関数を使用した各データ型のオブジェクトの定義例

 変数は事前に定義や宣言をせずに必要なところで使用できる。ただし、変数の値を読み出す前には初期化(代入)が必要。

x = 1  # 変数は宣言なしに使用可能
x += 1  # 変数xの値に1を加算
mylist = [range(0, 10, 2)]  # 変数mylistにリスト[0, 2, 4, 6, 8]を代入
mylist = tuple(mylist)  # 変数には型がないので、任意の型のオブジェクトを代入可能
print(not_defined)  # 初期化をしていない変数not_definedの値を表示(例外が発生)

変数の使用例

 既に述べたように、変数には型がないので、任意の型のオブジェクトを代入できる。上記コード例の4行目では「mylist」という名前の変数にタプルを代入しているが、これはエラーとはならない(が、コードの可読性を下げるので推奨はされない)。最後の行では、初期化をしていない変数の値を利用しようとしているので、次のように例外が発生する。

実行結果
実行結果

制御構造

 Pythonにはプログラムの実行の流れ(フロー)を制御する構文として以下がある。

構文 要素
if文 条件分岐
for文 繰り返し処理
while文 繰り返し処理
break文 繰り返し処理の中断
continue文 次の繰り返し処理の開始
Pythonの制御構造

 以下ではこれらについてまとめる。なお、これらの制御構文に限らず、Pythonの複合文(複数の文で構成される文)は、一般に各節の先頭行はコロン「:」で終了し、その後は空白文字によるインデントを付けて、その節に含まれるブロック(コードブロック)を明記する。

if文

 if文は何らかの条件に応じて、実行したい処理を分岐させるために使用する。その構文を以下に示す。

if 条件0:
    条件0が真だったときに実行するブロック
elif 条件1:
    条件0が偽で、条件1が真だったときに実行するブロック
elif 条件2:
    条件0と条件1が偽で、条件2が真だったときに実行するブロック
else:
    全ての条件が偽だったときに実行するブロック

if文の構文

 elif節は任意の数だけ繰り返すことが可能。また、elif節とelse節は省略可能である。

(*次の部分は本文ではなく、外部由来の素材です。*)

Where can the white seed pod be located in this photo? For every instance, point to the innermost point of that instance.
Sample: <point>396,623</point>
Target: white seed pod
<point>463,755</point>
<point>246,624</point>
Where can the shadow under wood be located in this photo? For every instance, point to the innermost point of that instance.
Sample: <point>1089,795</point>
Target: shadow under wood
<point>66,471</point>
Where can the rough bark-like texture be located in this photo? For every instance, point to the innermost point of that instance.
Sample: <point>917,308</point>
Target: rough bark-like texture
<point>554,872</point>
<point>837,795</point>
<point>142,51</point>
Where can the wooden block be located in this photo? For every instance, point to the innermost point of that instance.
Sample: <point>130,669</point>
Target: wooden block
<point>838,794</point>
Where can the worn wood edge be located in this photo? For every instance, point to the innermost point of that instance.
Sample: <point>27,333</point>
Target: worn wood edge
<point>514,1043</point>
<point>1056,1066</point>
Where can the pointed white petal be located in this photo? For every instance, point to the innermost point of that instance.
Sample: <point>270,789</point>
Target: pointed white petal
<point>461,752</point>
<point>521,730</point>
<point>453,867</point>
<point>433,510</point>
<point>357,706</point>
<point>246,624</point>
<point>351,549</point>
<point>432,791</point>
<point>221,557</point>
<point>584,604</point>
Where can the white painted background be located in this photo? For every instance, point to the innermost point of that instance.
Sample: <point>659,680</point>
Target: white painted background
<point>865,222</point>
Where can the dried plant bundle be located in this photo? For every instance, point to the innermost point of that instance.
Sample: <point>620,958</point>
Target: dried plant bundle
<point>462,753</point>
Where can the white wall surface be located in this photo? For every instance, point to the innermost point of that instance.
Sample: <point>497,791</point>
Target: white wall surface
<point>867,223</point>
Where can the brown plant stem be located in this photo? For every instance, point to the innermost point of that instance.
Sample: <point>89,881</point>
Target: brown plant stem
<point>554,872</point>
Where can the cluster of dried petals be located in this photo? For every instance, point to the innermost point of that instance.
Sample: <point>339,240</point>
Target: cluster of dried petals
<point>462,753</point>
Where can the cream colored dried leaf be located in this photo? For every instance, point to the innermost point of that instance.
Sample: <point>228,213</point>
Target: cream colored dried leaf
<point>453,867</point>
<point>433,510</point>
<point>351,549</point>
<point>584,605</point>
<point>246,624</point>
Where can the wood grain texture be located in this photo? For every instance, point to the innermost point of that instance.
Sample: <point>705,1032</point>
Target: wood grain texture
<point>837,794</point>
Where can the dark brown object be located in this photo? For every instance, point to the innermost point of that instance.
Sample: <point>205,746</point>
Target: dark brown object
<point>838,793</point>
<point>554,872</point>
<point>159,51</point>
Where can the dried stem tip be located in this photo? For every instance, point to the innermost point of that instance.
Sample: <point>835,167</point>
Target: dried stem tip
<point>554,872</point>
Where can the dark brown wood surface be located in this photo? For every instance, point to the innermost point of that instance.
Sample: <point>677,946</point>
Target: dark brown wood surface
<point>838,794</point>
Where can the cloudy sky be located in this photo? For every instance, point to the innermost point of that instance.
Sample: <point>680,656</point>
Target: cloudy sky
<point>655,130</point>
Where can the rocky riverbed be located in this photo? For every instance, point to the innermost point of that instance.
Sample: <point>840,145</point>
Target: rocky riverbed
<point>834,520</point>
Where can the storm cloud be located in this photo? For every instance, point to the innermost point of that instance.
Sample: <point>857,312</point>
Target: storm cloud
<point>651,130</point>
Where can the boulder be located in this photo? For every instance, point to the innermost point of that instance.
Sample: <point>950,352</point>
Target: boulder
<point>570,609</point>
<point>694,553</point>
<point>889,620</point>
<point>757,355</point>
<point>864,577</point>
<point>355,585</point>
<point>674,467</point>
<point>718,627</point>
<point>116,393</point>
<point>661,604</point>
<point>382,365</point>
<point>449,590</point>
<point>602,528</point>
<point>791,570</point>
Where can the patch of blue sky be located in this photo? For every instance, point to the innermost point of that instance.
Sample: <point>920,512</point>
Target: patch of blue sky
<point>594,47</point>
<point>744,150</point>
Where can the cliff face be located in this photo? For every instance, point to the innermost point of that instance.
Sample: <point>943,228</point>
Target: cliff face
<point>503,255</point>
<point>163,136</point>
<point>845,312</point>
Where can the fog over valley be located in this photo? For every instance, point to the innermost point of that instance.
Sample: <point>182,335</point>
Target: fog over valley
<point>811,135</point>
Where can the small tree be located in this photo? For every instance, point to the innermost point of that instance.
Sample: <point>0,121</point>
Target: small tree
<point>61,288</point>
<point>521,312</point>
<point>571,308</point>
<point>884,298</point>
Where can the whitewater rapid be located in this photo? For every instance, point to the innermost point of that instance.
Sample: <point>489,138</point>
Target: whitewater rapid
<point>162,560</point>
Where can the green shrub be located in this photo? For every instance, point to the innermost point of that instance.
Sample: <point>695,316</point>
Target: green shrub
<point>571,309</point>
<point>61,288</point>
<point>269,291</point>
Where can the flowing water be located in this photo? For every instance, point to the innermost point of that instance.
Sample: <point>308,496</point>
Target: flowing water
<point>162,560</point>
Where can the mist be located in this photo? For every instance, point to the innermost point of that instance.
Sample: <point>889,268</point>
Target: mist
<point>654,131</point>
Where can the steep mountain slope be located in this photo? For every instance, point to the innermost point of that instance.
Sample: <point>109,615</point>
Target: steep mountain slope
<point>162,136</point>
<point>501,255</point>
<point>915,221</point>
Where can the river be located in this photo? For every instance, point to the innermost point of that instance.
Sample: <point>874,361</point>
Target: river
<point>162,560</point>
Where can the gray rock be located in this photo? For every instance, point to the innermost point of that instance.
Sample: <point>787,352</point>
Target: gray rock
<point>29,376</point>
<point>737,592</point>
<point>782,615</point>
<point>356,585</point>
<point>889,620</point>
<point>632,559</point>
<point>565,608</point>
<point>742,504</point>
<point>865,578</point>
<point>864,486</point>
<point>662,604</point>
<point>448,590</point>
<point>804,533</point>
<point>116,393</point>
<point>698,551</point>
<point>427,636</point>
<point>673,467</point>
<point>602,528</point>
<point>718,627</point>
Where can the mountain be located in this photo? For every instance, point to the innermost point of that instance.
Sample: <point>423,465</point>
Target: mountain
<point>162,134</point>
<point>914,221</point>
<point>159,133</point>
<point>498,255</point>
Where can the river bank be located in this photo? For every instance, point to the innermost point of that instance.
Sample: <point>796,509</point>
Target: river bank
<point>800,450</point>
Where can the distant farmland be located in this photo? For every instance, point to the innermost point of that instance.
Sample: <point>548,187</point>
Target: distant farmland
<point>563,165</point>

 条件には比較演算子を使った値比較を記述する。ただし、Pythonでは、全てのオブジェクトが真または偽として評価できるので、直接オブジェクト(を参照する変数)を条件として記述することも可能だ。偽となるのは以下のものだ。

  • None(オブジェクトがないことを示す値)とFalse
  • 整数の0、浮動小数点数の0.0など、ゼロを表す数値型の値
  • 空文字列、空のリスト、空のタプルなど、要素を持たない反復可能オブジェクト

 これらのオブジェクトを条件に指定すると、それは成り立たないことになる。他のオブジェクトは全て真の値として取り扱われる。

 以下に例を示す。

condition1 = 1
if condition1 == 1# elif節とelse節のないif文
    print('condition is True')

name = ""  # 空文字列を変数nameに代入
if name:  # 空文字列は偽として扱われる
    print(f'name: {name}')
else# elif節を省略
    print('no name')

condition2 = 100
if condition1 != 0 and condition2 == 0# 比較演算子と論理演算子による条件記述
    print('some result')
elif condition1 == 10:
    print('another result')
else:
    print('final result')

if文の使用例

 なお、Pythonには他の言語に見られるswitch文がないので、条件による処理の分岐にはif文を常に使用する。

for文

 Pythonのfor文は、リストなどの反復可能オブジェクトの要素を1つずつ取り出して、それを使用して何らかの処理を行う際に使用することが多い。あるいは、range関数を使用することで特定回数の繰り返し処理を行うことも可能だ。その構文を以下に示す。

for ループ変数 in 反復可能オブジェクト:
    反復可能オブジェクトから取り出した値(ループ変数の値)を使った処理
else:
    反復可能オブジェクトの要素がなくなったときに行う処理

for文の構文

 if文と同様に、else節は省略可能だ。else節は反復可能オブジェクトの要素がなくなり、繰り返し処理が終了したときに実行される(反復可能オブジェクトが空の場合には繰り返し処理を行わずにelse節のコードが実行される)。ただし、for文で行う繰り返し処理の中でbreak文が実行された場合には、else節は実行されない(後述)。

 以下に例を示す。

mylist = list(range(5))
for num in mylist:
    if num % 2 == 0# 偶数なら
        print(f'{num}は偶数です')
    else# 奇数なら
        print(f'{num}は奇数です')

mystr = ''  # 空文字列
for ch in mystr:  # mystrは空文字列なのでelse節のみが実行される
    print(ch, end='')
else:
    print()
    print('finished')

for文の使用例

while文

 while文は、それに指定した条件が真である限り、処理を繰り返すのに使用する。構文を以下に示す。

while 条件:
    条件が真の間、繰り返す処理
else:
    条件が偽になったときに行う処理

while文

 if文やfor文と同様に、else節は省略可能だ。else節は条件が偽となり、繰り返し処理が終了する際に実行される。ただし、while文で行う繰り返し処理の中でbreak文が実行された場合にはelse節は実行されない(後述)。

 以下に例を示す。

counter = 0
while counter < 5:
    print(counter)  # 変数counterの値が5より小さい間実行する処理
    counter += 1
else:
    print('finished'# 繰り返し処理が終わったときに実行する処理

while文の使用例

break文とcontinue文

 break文は繰り返し処理の中で、一定の条件が成立したら繰り返しを終了させるのに使用する。以下に例を示す。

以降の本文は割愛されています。